Clarke, A.P., Vannucchi, P 2020
Structural anisotropy: Using image analysis to quantify block-in-matrix fabrics
Abstract
Block-in-matrix rock assemblages — such as mélanges — are structurally complex units whose fabric is primarily defined, not by planar or linear features as most rock units are, but by the orientation and aspect ratio of irregularly shaped blocks. Despite this, previous attempts to quantitatively characterize mélange fabrics have predominantly focused on measuring the foliation using traditional techniques. Here we introduce a method of characterizing block-in-matrix fabrics using image analysis of field photos to discern the aspect ratios and orientations of blocks and define the structural anisotropy of the rock unit. We also include the software to calculate structural anisotropy and the trend of the fabric from image analysis data.
Summary
The discipline of structural geology largely concerns itself with the shape and orientation of either planar features (such as bedding, foliation, and fractures) or linear features (such as fault striations and elongated minerals). Describing the planar and linear features of a rock mass is the appropriate way of characterising most types of rock units. However, mélanges are a type of rock unit which are instead characterised by their “block in matrix” texture, meaning that the dominant structural features are blocks of one rock type within a matrix of another. While they often do have planar and linear features, these often deflect around the blocks rather than forming a consistent orientation. While planar and linear features can be easily measured by traditional (e.g., compass-clinometre) and modern (e.g., picking from a photogrammetric model) techniques, block-in-matrix fabrics are more difficult to quantify.

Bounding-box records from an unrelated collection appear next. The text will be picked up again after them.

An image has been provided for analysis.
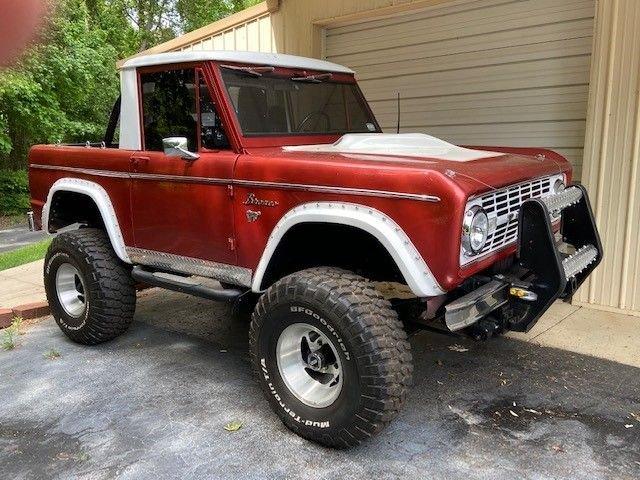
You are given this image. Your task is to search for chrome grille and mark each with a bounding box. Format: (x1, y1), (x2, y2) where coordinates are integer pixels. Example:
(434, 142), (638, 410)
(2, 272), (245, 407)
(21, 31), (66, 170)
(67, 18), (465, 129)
(461, 175), (561, 264)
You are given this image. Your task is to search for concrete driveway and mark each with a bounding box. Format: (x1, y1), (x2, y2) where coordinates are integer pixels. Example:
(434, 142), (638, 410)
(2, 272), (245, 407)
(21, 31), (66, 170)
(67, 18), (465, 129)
(0, 290), (640, 480)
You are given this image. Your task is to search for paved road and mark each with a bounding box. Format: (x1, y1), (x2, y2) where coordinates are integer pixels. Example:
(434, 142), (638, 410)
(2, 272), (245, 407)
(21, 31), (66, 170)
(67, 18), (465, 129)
(0, 290), (640, 480)
(0, 225), (47, 253)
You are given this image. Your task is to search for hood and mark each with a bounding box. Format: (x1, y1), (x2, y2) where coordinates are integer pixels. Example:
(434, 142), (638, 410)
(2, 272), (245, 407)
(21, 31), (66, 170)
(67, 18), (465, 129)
(274, 133), (571, 193)
(283, 133), (503, 162)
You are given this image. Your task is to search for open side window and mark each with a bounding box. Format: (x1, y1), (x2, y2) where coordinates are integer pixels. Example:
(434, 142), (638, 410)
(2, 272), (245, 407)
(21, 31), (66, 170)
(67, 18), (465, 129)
(140, 68), (230, 151)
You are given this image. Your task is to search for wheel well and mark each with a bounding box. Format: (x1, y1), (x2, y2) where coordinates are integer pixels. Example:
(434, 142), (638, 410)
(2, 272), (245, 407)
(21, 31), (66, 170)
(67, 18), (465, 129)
(261, 222), (405, 288)
(45, 191), (104, 232)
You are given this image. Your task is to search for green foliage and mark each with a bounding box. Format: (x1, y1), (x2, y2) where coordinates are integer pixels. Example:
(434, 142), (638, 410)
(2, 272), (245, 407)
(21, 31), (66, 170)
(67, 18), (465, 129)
(0, 238), (51, 272)
(0, 0), (118, 169)
(0, 170), (29, 215)
(0, 0), (259, 169)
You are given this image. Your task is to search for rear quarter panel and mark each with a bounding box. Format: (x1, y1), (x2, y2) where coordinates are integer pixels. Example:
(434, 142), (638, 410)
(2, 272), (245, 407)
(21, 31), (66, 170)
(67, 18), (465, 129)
(29, 145), (133, 245)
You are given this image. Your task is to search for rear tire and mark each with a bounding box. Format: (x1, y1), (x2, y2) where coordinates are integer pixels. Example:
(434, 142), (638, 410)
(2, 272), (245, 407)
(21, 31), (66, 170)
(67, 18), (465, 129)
(250, 268), (413, 448)
(44, 228), (136, 345)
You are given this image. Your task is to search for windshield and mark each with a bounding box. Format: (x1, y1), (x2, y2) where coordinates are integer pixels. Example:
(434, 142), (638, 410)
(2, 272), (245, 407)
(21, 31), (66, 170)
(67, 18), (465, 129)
(222, 67), (379, 136)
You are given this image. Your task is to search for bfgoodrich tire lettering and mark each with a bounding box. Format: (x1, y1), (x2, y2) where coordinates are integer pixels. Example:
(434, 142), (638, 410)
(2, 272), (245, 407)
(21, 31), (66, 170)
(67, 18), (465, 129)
(44, 228), (136, 345)
(250, 268), (413, 448)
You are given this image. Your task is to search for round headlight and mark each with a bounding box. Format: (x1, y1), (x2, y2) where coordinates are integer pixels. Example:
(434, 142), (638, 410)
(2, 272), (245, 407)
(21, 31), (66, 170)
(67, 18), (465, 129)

This paper presents a means to quantify the orientation and degree of alignment of mélange blocks using image analysis. On 2D outcrop surfaces and on photographs, mélange blocks can be represented as ellipses. Using ImageJ, we extract the aspect ratio (meaning the degree of elongation) and the orientation of the long axis of each ellipse. We then plot this data on a radial graph which produces a new ellipse representing the average aspect ratio and orientation; the shape and orientation of which allow use to quantify the block-in-matrix fabric.
To demonstrate this technique, we performed image analysis on photos from three mélanges around the world: the Gwna Mélange in Wales, the Osa Mélange in Costa Rica, and the Shimanto Belt in Japan. These images consisted of drone-acquired aerial imagery, field photos, and microscopy imagery.